For awhile, I didn’t feel like I fit in. I am not an engineer. I can’t build roller coasters or program lights to go off with the beat of the music. I was thrilled I could build my own loft, but I now know I won’t be attempting furniture again. Then I found Fifth East. As a freshman I learned Fifth East had a notably “scarier” rep than most floors – it had black walls and red lights and wayy too many open policies – but I put it at the top of my list anyways. Coming from a conservative, conformity-driven family, the strong undercurrent of independence and acceptance was overwhelming at first. It was the first time I found myself so far outside my comfort zone, and the first time I took steps to lead my own life.

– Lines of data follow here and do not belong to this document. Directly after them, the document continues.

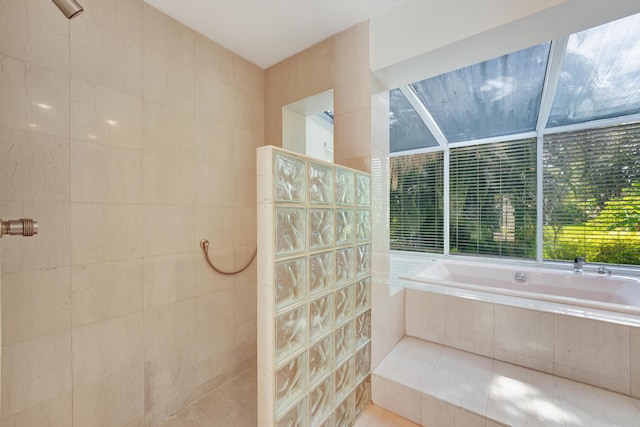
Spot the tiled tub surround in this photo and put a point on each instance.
(438, 386)
(129, 137)
(314, 291)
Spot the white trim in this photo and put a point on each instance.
(493, 140)
(557, 53)
(613, 121)
(417, 151)
(424, 114)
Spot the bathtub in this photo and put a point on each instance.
(612, 293)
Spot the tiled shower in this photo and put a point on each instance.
(314, 291)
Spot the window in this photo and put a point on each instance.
(416, 203)
(493, 199)
(504, 156)
(592, 195)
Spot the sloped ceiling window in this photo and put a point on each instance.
(493, 98)
(600, 74)
(408, 131)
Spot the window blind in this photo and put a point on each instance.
(592, 195)
(493, 199)
(416, 202)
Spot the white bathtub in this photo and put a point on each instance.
(613, 293)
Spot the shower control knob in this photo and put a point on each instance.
(19, 227)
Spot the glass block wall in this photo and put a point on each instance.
(314, 291)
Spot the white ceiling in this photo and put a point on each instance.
(268, 31)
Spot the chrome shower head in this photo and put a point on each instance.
(70, 8)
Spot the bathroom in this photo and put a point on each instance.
(114, 126)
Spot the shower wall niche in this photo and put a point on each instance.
(314, 291)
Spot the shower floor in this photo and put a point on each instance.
(235, 404)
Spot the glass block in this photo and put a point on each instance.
(321, 359)
(363, 396)
(363, 294)
(289, 178)
(321, 228)
(363, 362)
(291, 332)
(363, 328)
(321, 401)
(345, 187)
(363, 228)
(345, 265)
(345, 226)
(290, 382)
(296, 417)
(345, 304)
(291, 230)
(327, 422)
(363, 190)
(363, 260)
(345, 412)
(345, 341)
(320, 183)
(320, 316)
(291, 282)
(321, 273)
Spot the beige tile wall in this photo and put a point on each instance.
(340, 62)
(129, 137)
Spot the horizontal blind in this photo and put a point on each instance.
(492, 199)
(416, 202)
(592, 195)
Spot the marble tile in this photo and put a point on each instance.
(168, 229)
(35, 303)
(208, 88)
(470, 325)
(437, 413)
(35, 371)
(105, 116)
(215, 184)
(103, 291)
(168, 36)
(33, 32)
(120, 16)
(397, 398)
(105, 232)
(106, 58)
(167, 81)
(169, 278)
(33, 98)
(33, 166)
(215, 313)
(167, 180)
(116, 401)
(425, 315)
(168, 328)
(169, 376)
(524, 337)
(215, 59)
(101, 174)
(106, 348)
(48, 250)
(52, 413)
(167, 130)
(593, 352)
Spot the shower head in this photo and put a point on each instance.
(70, 8)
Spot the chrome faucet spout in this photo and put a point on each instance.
(578, 263)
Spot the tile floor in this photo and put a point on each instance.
(234, 404)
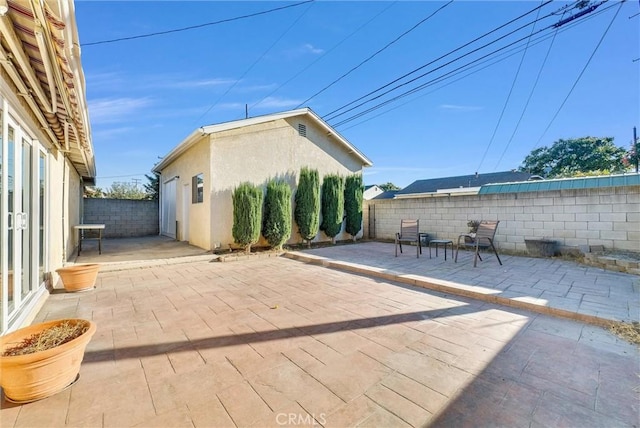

We get a bad rep because we dye our hair, pierce our body, and sometimes neglect to acknowledge the importance of shoes in the winter. We take pride in playing by the rules of our own game. We care about our community and do everything in our power to protect it, because we know it’s something special. We know here we get to be who we are and say what we feel without the threat of judgment. We’re spontaneous, not rash. We’re creative, not delusional. We’re independent, not detached. We are always pushing the limits of what can be done, what’s socially acceptable, what’s “normal.” Because who ever wanted to be that anyway? I want to be me.

1 thought on “What I love most about my home is who I share it with”

  1. I was scared of the black walls and red lights of 5th East during CPW. Then during Rush I found a bunch of wonderful people with megaphones and giant bouncy balls in the courtyard who made me realize that hanging out in Black Bemis was like gathering around a campfire, a safe place in a dark world.